Disease management using toxic chemicals is not consistent with the ideal of sustainable agriculture, because they do not enhance environmental quality nor protect natural resources. Moreover, chemical use can induce resistance in pathogens. Biological practices of disease management are based on using natural organisms for control. Identifying chemicals of biological origin having different modes of action on fungal pathogens can be better for the environment, prevent development of strain resistance, and also efficiently manage disease. Biocontrol agents that are able to establish populations in their target systems, can maintain a pathogen below its epidemic threshold and provide good disease control over long periods of time.
Cladosporium is a fungal genus having diverse heterotrophic lifestyles and worldwide distribution (Bensch et al. 2012). Members of Cladosporium include saprophytes and some are reported as parasites of plants, insects, other fungi, and fungal plant pathogens (Bensch et al. 2012, Heuchert et al. 2005). Some species of Cladosporium have been described as plant endophytes as well as seed-transmitted plant pathogens (Hernandez-Perez and Toit 2006). Previous studies reported hyperparasitism and antagonism effects of Cladosporium spp. towards fungal plant pathogens include: Cladosporium spp. and rust pathogens (Torres et al. 2017); C. tenuissimum parasitizing Cronartium flaccidum and Peridermium pini (Moricca et al. 2001); and C. cladosporioides parasitizing Venturia inequalis (Köhl et al. 2014).Moreover, Wang et al. (2013) showed Cladosporium spp. to produce compounds that inhibit the growth of Colletotrichum spp. and Phomosis viticola.
In 2017 and 2018, Bipolaris spp. and Cladosporium spp. were observed sporulating from the same foliar lesion on multiple grass. species. A study done by Adhikari et al. (2022) showed Cladosporium spp to reduce the disease severity caused by Bipolaris spp on grass and restrict the growth of Bipolaris colony in-vitro.

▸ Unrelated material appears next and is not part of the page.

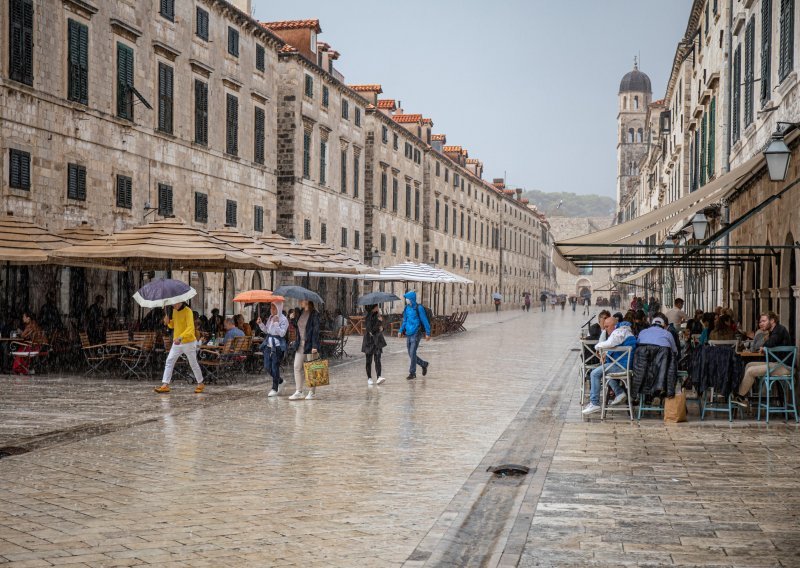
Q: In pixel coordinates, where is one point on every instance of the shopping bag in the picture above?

This study tested the hypothesis that Cladosporium spp can control disease on agronomical crops such as wheat, corn, and rice caused by Bipolaris spp. A further objective of the study was to determine the mechanism of disease control and identify natural compound(s) in Cladosporium with antagonistic effects on Bipolaris. Ultimately, the goal of the study was to investigate a potential biological control and compounds of natural origin for management of economically important pathogens.